You not only need your best theology when enduring suffering; you need your best shepherding. You need other people who are willing to enter into the pain you are experiencing in order to help pick it up. Bob Kellemen said, “Shared sorrow is endurable sorrow.” This is immensely difficult for various reasons. First, grief and suffering are unique and, as a result, often isolate. Jerry Sittser writes, “Each person’s experience is his or her own, even if, on the face of it, the experience appears similar to many others. Though suffering itself is universal, each experience of suffering is unique because each person who goes through it is unique. Who the self was before the loss, what the self feels in the loss, and how the self responds to the loss makes each person’s experience different from all others. That is why suffering is a solitary experience…No one can deliver us, substitute for us, or mitigate the pain in us.” You have to allow people in and let them help you carry it. Second, when heinous evil strikes someone at the very heart of what is precious, many people draw back, recoil, fall silent, stop calling, or avoid entering in because of what it represents and does within them. “If it could happen to them, it could happen to me.” The suffering person represents their worst fears and they often are simply unwilling to pick up such a burden. They draw back, fall silent, and move on.

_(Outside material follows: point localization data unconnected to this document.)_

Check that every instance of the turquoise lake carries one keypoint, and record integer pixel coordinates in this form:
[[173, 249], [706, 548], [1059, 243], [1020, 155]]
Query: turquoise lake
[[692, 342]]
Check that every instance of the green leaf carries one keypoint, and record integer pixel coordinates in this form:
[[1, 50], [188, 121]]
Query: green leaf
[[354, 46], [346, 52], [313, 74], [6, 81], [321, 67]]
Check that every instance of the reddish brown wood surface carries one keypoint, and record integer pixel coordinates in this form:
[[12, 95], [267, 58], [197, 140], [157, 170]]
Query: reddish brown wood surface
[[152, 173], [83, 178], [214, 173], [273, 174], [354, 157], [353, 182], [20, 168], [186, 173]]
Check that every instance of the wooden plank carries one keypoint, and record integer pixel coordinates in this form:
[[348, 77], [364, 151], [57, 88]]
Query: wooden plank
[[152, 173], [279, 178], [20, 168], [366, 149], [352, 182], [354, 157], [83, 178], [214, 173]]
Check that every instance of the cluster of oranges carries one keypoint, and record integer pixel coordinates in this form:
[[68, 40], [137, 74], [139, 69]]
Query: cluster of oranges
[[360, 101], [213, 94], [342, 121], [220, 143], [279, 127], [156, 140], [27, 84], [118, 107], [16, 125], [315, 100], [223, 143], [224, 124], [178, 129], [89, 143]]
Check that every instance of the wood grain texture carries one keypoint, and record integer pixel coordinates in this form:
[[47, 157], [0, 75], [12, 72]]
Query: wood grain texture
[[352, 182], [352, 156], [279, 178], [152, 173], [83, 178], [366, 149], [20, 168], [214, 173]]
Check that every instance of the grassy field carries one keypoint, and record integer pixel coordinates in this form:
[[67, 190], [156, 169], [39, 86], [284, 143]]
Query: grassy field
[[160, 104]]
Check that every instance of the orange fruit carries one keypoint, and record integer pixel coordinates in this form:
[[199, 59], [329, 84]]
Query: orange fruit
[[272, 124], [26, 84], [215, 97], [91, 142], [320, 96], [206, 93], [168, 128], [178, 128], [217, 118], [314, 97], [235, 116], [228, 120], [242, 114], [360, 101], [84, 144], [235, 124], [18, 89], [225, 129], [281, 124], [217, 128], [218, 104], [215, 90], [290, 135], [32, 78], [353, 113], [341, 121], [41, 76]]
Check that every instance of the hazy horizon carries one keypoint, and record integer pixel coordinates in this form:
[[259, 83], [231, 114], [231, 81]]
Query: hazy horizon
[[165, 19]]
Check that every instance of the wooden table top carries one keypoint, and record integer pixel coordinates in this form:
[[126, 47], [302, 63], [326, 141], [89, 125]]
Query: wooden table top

What is needed though for the person experiencing deep loss? You need someone simply willing to be present and listen. Job’s three friends afflicted him deeply by talking more than listening. The most helpful thing they did was be with him in his suffering for that first week. They listened. They harmed him only when they began to speak. Charles Spurgeon writes, “People in deep trouble like somebody to hear them all through: even little children are comforted by telling mother all about it. We are in such a hurry with poor troubled spirits that we hasten them on to the end of the sentence, and try to make them skip the dreary details. But to them this seems unkind, for their story is sacred; and, therefore, they go slowly on with it, till we are quite tired. I have often hurried on a poor despondent creature till I have seen the uselessness of it: it is always best to let them spin on. It does them good.”

If you’re going to help someone in their grief and suffering, this will require some intentional choices on your part. If you’re entering in, you’re agreeing and assenting to the possibility of transformation and change within yourself. Again, Jerry Sittser notes of those who choose to enter in someone’s suffering and loss, “They must be willing to be changed by someone else’s loss, though they might not have been directly affected by it. Good comfort requires empathy, forces adjustments, and sometimes mandates huge sacrifices. Comforters must be prepared to let the pain of another become their own and so let it transform them. They will never be the same after that decision. Their own world will be permanently altered by the presence of one who suffers.” We are so grateful for the friends who have made the conscious effort to enter in our loss, grief, and suffering. They know our life will never be the same and they have decided that it would not be the same for them either. They recognize our cross is burdensome and heavy and they have come to help lift the beams, thus fulfilling the law. I think of the couple of men who have looked me with tears in their eyes and said they intend to limp with me until the day I see my son again. I think of the ladies who call, text, or invite Valerie over, just wanting to share memories of Gabriel, note milestones he would have had, or just serve her in whatever way they can. I think of the people who talk about him as if he still exists (he does, for he is in Heaven) and acknowledge the ache we now feel. We are so grateful for these brothers and sisters because shared sorrow is endurable sorrow.